A new method for making deepfakes creates realistic face-swapped videos in real-time, no lengthy training needed.
Unlike previous approaches to making deepfakes—algorithmically-generated videos that make it seem like someone is doing or saying something they didn’t in real life—this method works on any two people without any specific training on their faces.
Most of the deepfakes that are shared online are created by feeding an algorithm hundreds or thousands of images of a specific face. The algorithm “trains” on that specific face so it can swap it into the target video. This can take hours or days even with access to expensive hardware, and even longer with consumer-grade PC components. A program that doesn’t need to be trained on each new target is another leap forward in making realistic deepfakes quicker and easier to create.
“Our method can work on any pair of people without specific training,” the researchers said in a video presenting their method. “Therefore, we can produce real-time results on unseen subjects.”
Researchers from Bar-Ilan University in Israel and the Open University of Israel posted their paper, “FSGAN: Subject Agnostic Face Swapping and Reenactment,” to the arXiv preprint server on Friday. On their project page, the researchers write that the open-source code is impending; in the paper, they say that they’re publishing the details of this program because to suppress it “would not stop their development,” but rather leave the public and policymakers in the dark about the potential misuse of these algorithms.
In a video demonstrating the FSGAN program, the researchers show how it can overcome hair and skin tone to swap faces seamlessly:
Similar to how the single-shot method developed by Samsung AI used landmarks on the source and target’s faces to map the Mona Lisa’s face to make her “speak,” FSGAN pinpoints facial landmarks, then aligns the source face to the target’s face.
The FSGAN program itself wasn’t cheap or easy to make: The researchers say in their paper that it required eight Nvidia Tesla v100 GPU processors—which can cost around $10,000 each for consumers—to train the generative adversarial network that the program then uses to create deepfakes in real-time.
On their project website, the researchers say that the project code will eventually be available on GitHub, a platform for open-source code development.

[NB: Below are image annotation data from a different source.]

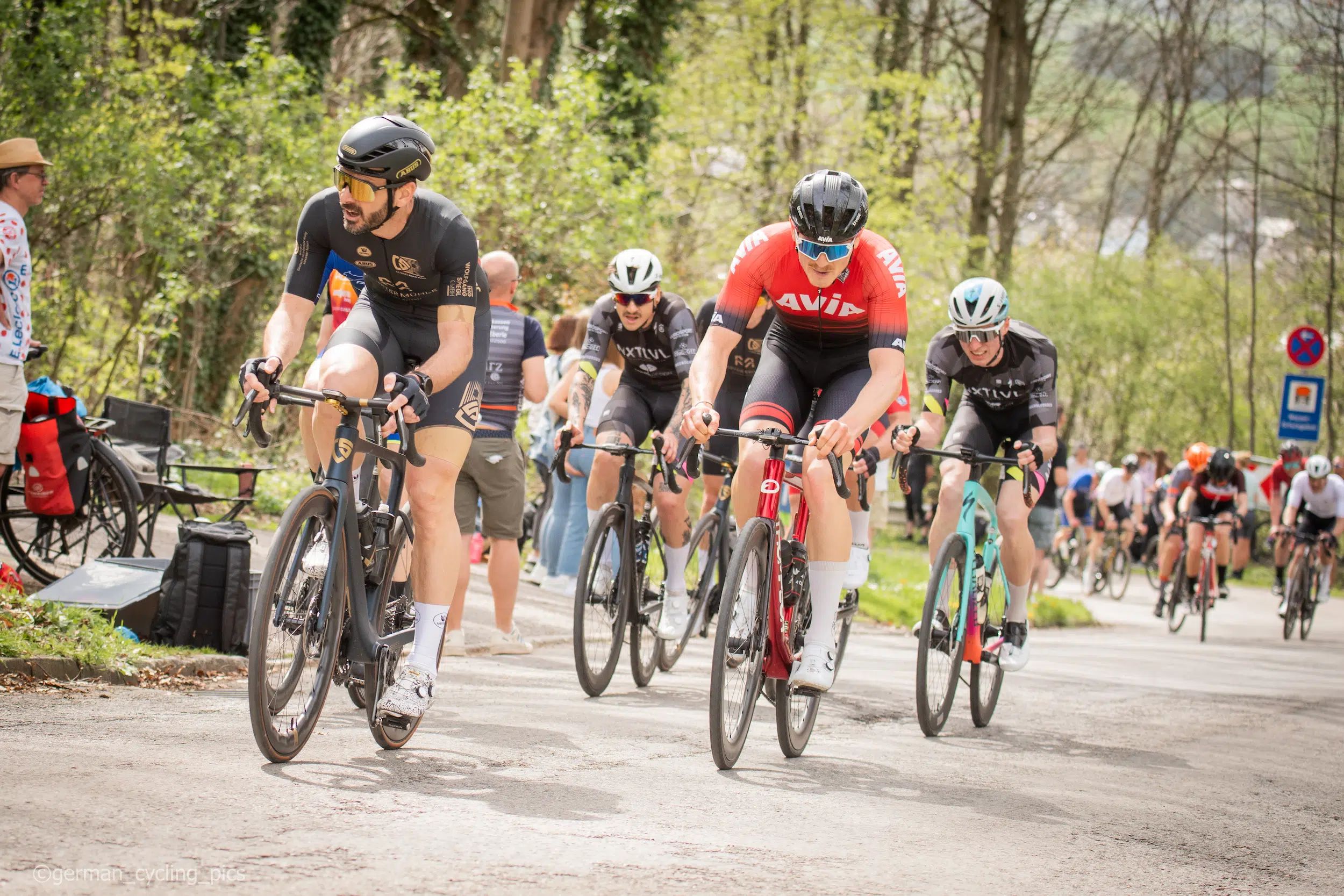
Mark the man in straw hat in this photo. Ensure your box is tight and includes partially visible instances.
[0,137,51,470]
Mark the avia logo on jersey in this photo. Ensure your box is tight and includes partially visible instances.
[731,230,770,274]
[776,293,863,317]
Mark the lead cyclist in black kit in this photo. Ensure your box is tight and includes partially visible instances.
[891,277,1059,672]
[239,116,491,719]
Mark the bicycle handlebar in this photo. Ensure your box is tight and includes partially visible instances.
[233,383,425,466]
[891,445,1036,511]
[677,414,849,498]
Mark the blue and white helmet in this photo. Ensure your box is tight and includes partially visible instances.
[606,248,663,293]
[948,277,1008,329]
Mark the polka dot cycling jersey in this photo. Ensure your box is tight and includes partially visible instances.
[711,221,907,352]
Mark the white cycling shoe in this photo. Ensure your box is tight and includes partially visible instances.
[999,622,1031,672]
[789,643,836,691]
[376,665,434,719]
[659,591,691,641]
[844,544,870,590]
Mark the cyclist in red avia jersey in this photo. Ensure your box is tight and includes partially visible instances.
[682,170,906,691]
[892,277,1059,672]
[1261,439,1303,598]
[1182,449,1246,598]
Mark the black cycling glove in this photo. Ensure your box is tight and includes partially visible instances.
[238,355,285,392]
[391,371,434,419]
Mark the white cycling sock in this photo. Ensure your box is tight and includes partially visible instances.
[663,544,691,592]
[803,560,849,651]
[1007,579,1031,622]
[849,511,873,548]
[406,600,448,678]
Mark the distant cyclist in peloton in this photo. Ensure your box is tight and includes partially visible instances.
[1278,454,1344,615]
[682,170,906,691]
[1261,439,1303,598]
[894,277,1059,672]
[1153,442,1214,619]
[1182,449,1246,598]
[556,248,698,641]
[238,116,491,719]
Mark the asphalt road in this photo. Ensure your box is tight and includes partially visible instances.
[0,572,1344,896]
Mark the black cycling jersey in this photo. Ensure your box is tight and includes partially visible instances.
[580,293,699,392]
[925,321,1059,427]
[285,187,485,320]
[695,298,774,395]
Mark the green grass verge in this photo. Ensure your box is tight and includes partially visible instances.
[0,590,214,672]
[859,532,1097,629]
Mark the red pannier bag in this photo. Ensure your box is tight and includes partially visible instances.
[18,392,93,516]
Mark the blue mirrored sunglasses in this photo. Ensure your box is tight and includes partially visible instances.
[798,239,854,262]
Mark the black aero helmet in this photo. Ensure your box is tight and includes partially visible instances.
[789,170,868,245]
[336,116,434,184]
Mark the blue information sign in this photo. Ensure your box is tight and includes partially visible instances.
[1278,374,1325,442]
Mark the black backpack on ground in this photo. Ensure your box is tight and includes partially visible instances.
[151,520,253,654]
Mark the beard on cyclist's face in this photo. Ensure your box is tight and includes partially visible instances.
[616,286,663,331]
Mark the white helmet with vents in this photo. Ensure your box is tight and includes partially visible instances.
[948,277,1008,329]
[606,248,663,293]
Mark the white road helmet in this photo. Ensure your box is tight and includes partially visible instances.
[1306,454,1331,479]
[948,277,1008,329]
[606,248,663,293]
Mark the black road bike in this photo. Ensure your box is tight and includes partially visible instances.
[551,430,699,697]
[234,384,427,762]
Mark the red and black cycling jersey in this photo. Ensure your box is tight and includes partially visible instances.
[711,221,907,352]
[1190,470,1246,503]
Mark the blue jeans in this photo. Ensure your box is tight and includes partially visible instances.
[546,427,594,575]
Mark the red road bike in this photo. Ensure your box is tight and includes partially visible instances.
[683,420,849,769]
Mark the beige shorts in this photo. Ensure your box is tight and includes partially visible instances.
[453,438,527,539]
[0,364,28,465]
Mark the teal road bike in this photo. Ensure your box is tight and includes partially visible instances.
[892,447,1032,737]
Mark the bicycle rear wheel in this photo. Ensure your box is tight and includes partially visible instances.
[247,485,346,762]
[659,513,719,672]
[366,517,422,750]
[710,517,774,769]
[970,563,1008,728]
[0,439,137,584]
[916,532,967,737]
[574,504,633,697]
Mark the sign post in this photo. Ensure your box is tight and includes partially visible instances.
[1278,374,1325,442]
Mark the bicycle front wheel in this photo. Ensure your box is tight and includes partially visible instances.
[574,504,631,697]
[659,513,719,672]
[0,439,137,584]
[710,517,774,769]
[970,562,1008,728]
[916,532,967,737]
[247,485,346,762]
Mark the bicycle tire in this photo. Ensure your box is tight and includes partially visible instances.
[364,516,425,750]
[916,532,967,737]
[659,513,719,672]
[970,563,1008,728]
[771,572,817,759]
[710,517,774,770]
[574,503,631,697]
[0,439,139,586]
[247,485,346,763]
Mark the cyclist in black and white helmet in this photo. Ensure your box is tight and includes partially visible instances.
[556,248,699,641]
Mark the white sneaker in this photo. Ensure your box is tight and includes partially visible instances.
[491,625,532,657]
[999,622,1031,672]
[659,591,691,641]
[789,643,836,691]
[376,665,434,719]
[844,544,868,589]
[300,533,331,579]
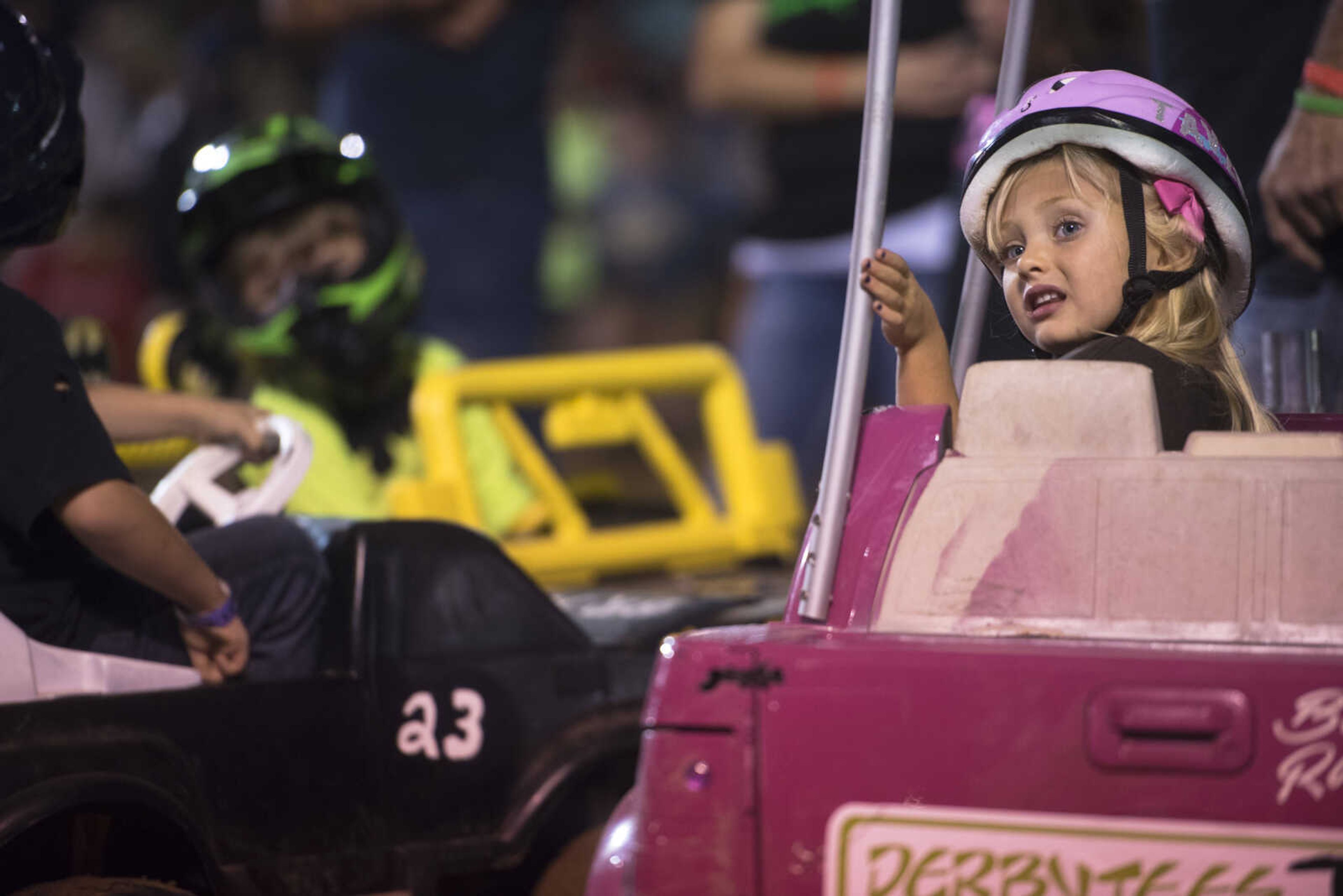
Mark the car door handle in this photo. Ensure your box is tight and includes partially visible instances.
[1087,687,1255,772]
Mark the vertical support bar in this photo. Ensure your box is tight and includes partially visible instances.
[801,0,902,619]
[951,0,1036,392]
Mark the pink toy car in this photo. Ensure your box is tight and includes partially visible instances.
[588,361,1343,896]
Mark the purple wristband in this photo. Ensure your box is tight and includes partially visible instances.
[177,595,238,629]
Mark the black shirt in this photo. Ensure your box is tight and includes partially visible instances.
[752,0,963,239]
[0,285,130,644]
[1060,336,1231,451]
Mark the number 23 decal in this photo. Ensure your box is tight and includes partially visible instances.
[396,688,485,762]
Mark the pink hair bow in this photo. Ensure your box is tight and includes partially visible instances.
[1152,180,1205,243]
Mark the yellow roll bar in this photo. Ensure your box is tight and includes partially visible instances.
[392,345,803,585]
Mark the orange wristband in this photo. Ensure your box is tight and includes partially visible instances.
[1301,59,1343,97]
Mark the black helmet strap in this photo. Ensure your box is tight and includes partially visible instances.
[1105,166,1207,336]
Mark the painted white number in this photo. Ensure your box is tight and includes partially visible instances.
[396,688,485,762]
[443,688,485,762]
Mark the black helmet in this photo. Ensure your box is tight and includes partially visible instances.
[0,7,83,249]
[177,115,423,371]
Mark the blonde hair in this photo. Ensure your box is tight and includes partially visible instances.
[986,144,1279,432]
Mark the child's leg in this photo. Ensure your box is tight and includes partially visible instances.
[189,517,328,680]
[63,517,328,680]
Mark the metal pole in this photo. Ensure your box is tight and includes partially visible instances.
[801,0,902,619]
[951,0,1036,392]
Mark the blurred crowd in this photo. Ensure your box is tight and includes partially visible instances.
[5,0,1332,462]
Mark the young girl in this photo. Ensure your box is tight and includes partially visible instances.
[862,71,1276,450]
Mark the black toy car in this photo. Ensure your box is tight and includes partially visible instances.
[0,521,784,896]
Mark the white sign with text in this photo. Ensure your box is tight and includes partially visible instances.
[825,803,1343,896]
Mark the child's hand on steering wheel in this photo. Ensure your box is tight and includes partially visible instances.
[861,249,941,352]
[195,397,278,464]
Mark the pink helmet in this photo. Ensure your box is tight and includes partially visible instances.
[960,70,1255,321]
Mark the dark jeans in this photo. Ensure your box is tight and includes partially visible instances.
[69,517,328,681]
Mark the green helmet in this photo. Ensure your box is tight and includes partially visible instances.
[177,115,423,363]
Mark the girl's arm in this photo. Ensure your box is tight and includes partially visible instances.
[87,383,269,461]
[862,249,960,432]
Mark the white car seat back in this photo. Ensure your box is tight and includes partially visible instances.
[0,614,200,703]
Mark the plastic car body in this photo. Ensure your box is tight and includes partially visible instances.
[588,361,1343,896]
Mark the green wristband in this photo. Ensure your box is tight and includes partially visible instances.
[1295,90,1343,118]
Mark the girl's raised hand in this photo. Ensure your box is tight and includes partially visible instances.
[861,249,941,352]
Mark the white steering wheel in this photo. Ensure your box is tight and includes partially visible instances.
[149,414,313,525]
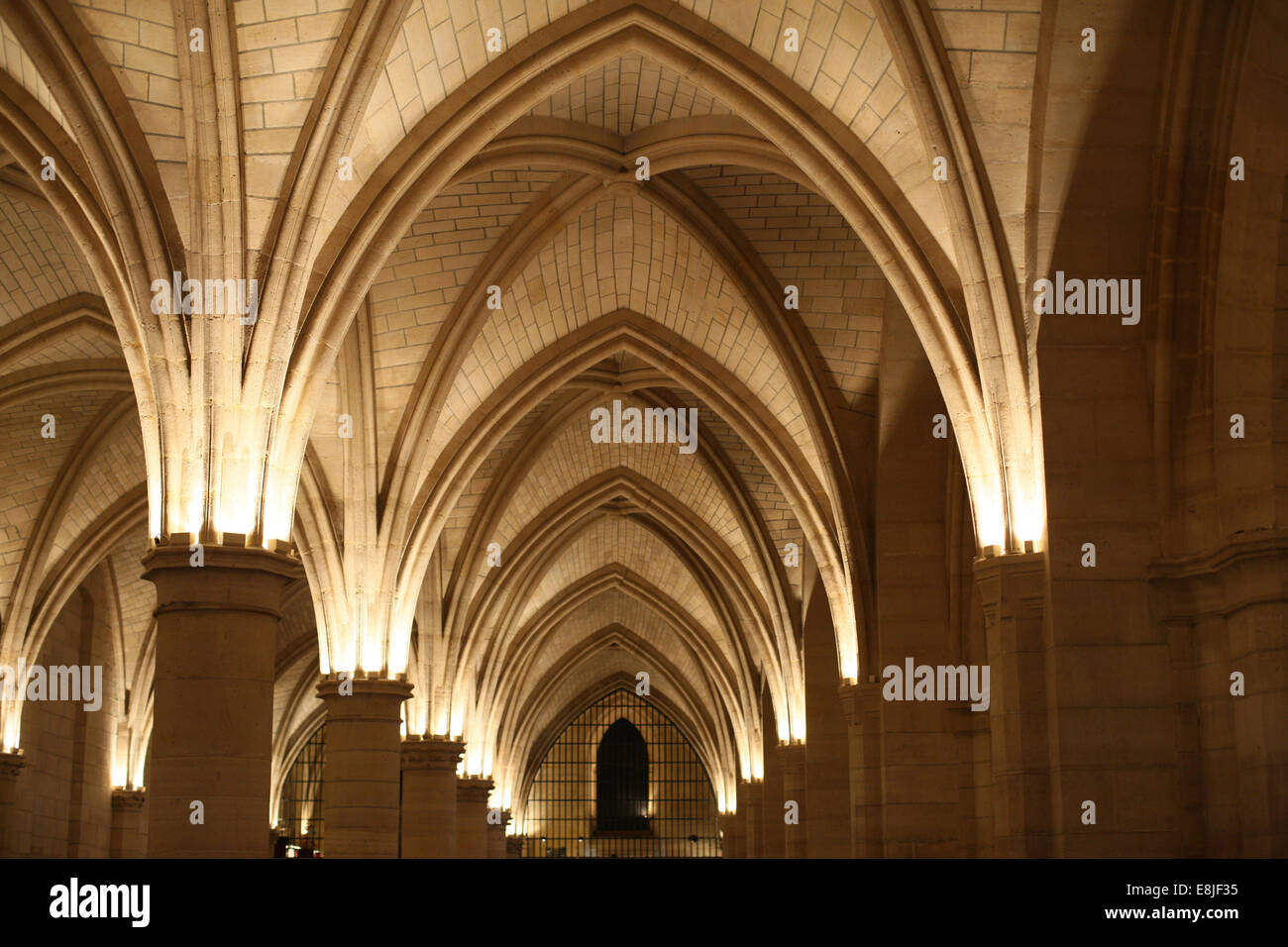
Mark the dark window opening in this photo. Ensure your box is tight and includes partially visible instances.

Assuming the researchers make a pre-trained AI model available, it’s likely that using it at home won’t be as resource-intensive as it was to train it from scratch in a lab.
“Our method eliminates laborious, subject specific data collection and model training, making face swapping and reenactment accessible to non-experts,” the researchers wrote. “We feel strongly that it is of paramount importance to publish such technologies, in order to drive the development of technical counter-measures for detecting such forgeries, as well as compel lawmakers to set clear policies for addressing their implications.”